What Does A Complete Risk Analysis Planning Process Look Like?
Why are we spending time on three separate sessions about risk analysis? A formal risk analysis is required under the Security Rule, it’s something organizations consistently struggle with, and it has benefits beyond meeting the Security Rule requirement. Let’s get started.
In this session, we’ll discuss the five key elements of planning a HIPAA risk analysis.
- Goal: There are several goals to have in mind during your organization’s risk analysis. You should aim to create a thorough, complete planning process so that you don’t end with incomplete results. You should also aim to measure risk instead of strict compliance. Our goal for you is to teach the differences between a HIPAA risk analysis and a HIPAA gap analysis. A risk analysis asks, ““How much exposure do we have to unauthorized access or disclosure of ePHI? What else do we need to do to reduce risk?” But a gap analysis asks, “How are we doing compared to what the regulations require?”
- Resources: During the planning process, you should assess your resources by asking: Who will lead the project? Do they have proper experience in conducting risk analyses? Do they have leadership support? Have they reviewed past risk analyses?
- Scope: Risk Analysis applies to all electronic PHI; created, received, maintained, or transmitted. We believe that when assessing scope, you need to think in terms of ePHI processing as opposed to systems. Where does PHI enter and leave your entity? We also believe that creating an ePHI workflow is key in having a complete risk analysis. The issue with ranking risks and implementing controls without a flow is that you may leave gaps between systems.

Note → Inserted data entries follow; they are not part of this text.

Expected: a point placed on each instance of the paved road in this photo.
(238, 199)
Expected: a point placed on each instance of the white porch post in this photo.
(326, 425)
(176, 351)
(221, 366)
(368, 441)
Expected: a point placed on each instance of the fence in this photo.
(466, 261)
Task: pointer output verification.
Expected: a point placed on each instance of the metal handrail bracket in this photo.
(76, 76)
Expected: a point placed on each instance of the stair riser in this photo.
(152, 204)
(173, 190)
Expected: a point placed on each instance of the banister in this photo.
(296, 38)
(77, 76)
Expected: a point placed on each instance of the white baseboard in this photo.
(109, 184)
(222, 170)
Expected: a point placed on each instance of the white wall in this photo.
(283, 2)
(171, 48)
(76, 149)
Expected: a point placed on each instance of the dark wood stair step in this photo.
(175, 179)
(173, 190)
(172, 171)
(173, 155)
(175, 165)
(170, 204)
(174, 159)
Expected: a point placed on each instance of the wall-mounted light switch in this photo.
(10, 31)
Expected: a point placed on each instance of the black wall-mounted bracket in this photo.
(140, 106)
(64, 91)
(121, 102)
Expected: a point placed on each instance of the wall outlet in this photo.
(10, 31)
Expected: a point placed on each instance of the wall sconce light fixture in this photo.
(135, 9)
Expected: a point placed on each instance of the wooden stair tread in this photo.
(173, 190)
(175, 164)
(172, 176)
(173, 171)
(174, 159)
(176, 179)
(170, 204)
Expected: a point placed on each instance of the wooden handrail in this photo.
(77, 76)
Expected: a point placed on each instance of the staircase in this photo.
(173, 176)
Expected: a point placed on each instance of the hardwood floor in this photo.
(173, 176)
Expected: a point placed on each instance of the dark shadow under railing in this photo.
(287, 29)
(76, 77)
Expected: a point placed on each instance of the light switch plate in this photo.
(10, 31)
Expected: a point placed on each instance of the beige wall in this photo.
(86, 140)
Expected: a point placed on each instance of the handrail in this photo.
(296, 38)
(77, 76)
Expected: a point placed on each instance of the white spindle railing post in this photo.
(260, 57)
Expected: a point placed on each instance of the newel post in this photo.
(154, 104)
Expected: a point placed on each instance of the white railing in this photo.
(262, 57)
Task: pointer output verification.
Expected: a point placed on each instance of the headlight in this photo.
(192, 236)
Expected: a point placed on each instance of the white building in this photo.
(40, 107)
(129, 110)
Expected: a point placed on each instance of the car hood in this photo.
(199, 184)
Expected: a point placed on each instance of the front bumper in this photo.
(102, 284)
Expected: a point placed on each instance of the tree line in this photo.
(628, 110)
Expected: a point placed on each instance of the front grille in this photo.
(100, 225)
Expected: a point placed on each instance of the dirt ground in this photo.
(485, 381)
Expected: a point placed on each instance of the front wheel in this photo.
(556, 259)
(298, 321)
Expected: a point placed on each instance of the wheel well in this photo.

- Information Gathering: There are many places to look when gathering information: information gathered in ePHI flow research, past and present ePHI projects, information security incidents, interview with key staff, documentation review, etc. It may seem obvious, but we’ll say it anyways: document your information gathering. The OCR has indicated in its security series that entities should document information on ePHI during this information collection phase
- Perspectives: When you’ve completed the planning process, you might wonder: How do we ensure that we’ve accurately captured all of the information we need to properly complete a risk analysis? There are two ways to check yourself: internal and external resources. This is an appropriate time to bring in individuals who aren’t leading the project and present your findings to them. Or, you could find a third party who has expertise and who can help you decide whether you’re ready to conduct a risk analysis.